A YEAR AGO, Google introduced one of those time-saving tricks that makes the cold, relentless march of time just a little bit more bearable: You could suddenly create a new Google doc simply by typing doc.new into your URL bar. Ditto spreadsheets, calendar events, and other Google-specific tasks. Now Google’s making that small magic available to the rest of the internet as well.
That’s just a sample of Google’s first dozen outside .new domain denizens. Open season for the rest of the web fast approaches. Trademark owners can register those names with a .new domain now through January 14 of next year. And starting December 2, anyone can apply for their own .new during Google’s Limited Registration Period.
As far as land grabs go, the pursuit of .new domains will be pretty structured. As noted above, Google already hand-picked the first registrants; it’s allowed to dole out up to 100 total at its discretion before broadening the field. And once the general public can apply, Google will vet entrants to make sure that they intend to use .new as intend: for “action generation or online creation flows,” as the company’s policy page puts it. In other words, sending people to a .new address online has to save them a step. The only exception is if they have to get through a sign-in page first.

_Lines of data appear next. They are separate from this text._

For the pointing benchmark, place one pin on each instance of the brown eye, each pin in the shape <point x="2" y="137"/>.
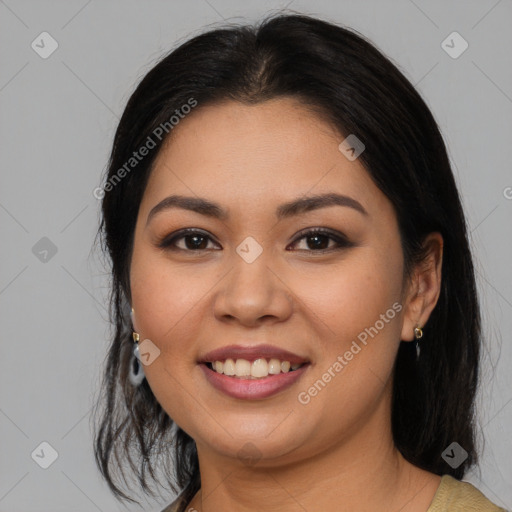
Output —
<point x="190" y="240"/>
<point x="318" y="240"/>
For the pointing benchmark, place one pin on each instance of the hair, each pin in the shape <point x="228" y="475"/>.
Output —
<point x="346" y="80"/>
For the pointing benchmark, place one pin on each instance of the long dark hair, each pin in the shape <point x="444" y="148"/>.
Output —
<point x="348" y="82"/>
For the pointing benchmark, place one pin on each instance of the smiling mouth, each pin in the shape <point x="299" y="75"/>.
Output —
<point x="258" y="369"/>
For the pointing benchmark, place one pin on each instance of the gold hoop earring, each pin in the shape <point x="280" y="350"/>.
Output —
<point x="418" y="334"/>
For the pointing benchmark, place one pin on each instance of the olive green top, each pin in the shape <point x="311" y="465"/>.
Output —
<point x="452" y="495"/>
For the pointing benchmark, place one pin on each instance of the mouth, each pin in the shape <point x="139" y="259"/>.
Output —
<point x="258" y="369"/>
<point x="252" y="372"/>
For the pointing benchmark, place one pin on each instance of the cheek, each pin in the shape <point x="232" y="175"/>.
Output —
<point x="351" y="295"/>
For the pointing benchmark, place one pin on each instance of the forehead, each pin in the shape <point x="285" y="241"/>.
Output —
<point x="245" y="154"/>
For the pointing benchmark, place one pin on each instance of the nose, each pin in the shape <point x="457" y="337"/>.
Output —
<point x="253" y="293"/>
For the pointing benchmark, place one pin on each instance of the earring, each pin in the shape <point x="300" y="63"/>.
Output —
<point x="136" y="374"/>
<point x="418" y="334"/>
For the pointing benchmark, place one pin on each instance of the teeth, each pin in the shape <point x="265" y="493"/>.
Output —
<point x="257" y="369"/>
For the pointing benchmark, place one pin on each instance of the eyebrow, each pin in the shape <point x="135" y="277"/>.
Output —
<point x="295" y="207"/>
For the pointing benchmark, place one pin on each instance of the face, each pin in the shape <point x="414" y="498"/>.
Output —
<point x="322" y="281"/>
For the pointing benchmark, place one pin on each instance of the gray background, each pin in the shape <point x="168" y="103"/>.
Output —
<point x="58" y="117"/>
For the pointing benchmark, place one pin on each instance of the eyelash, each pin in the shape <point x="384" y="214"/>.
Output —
<point x="169" y="243"/>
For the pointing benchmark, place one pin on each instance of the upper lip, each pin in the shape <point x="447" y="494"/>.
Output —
<point x="251" y="353"/>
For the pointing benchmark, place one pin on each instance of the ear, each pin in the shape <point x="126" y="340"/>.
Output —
<point x="132" y="316"/>
<point x="424" y="287"/>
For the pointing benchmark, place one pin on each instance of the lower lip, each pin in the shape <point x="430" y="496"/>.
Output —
<point x="252" y="389"/>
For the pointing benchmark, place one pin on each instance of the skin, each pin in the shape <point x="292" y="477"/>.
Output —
<point x="335" y="453"/>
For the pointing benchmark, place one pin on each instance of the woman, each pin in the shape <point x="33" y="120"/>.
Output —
<point x="289" y="254"/>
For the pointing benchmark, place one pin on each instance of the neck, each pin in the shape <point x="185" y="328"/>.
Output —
<point x="361" y="472"/>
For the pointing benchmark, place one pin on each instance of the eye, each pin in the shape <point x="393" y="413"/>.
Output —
<point x="193" y="240"/>
<point x="319" y="239"/>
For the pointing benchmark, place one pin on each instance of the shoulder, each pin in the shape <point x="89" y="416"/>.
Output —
<point x="454" y="495"/>
<point x="172" y="507"/>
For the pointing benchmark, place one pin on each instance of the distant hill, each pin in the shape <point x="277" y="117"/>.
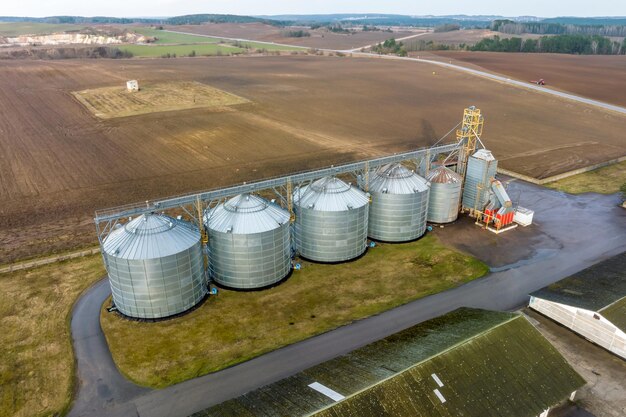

At a glance, the proliferation of .new sites will mean a bunch of handy new shortcuts. Fun! But it also represents an interesting shift in how you expect certain aspects of the web to act. “Right now we see [domains] as gateways to the web, bringing people to these static pages,” said Google program manager Stephanie Duchesneau at a summit hosted by the Internet Corporation for Assigned Names and Numbers this spring. “But we really wanted the domain to be doing even more work.”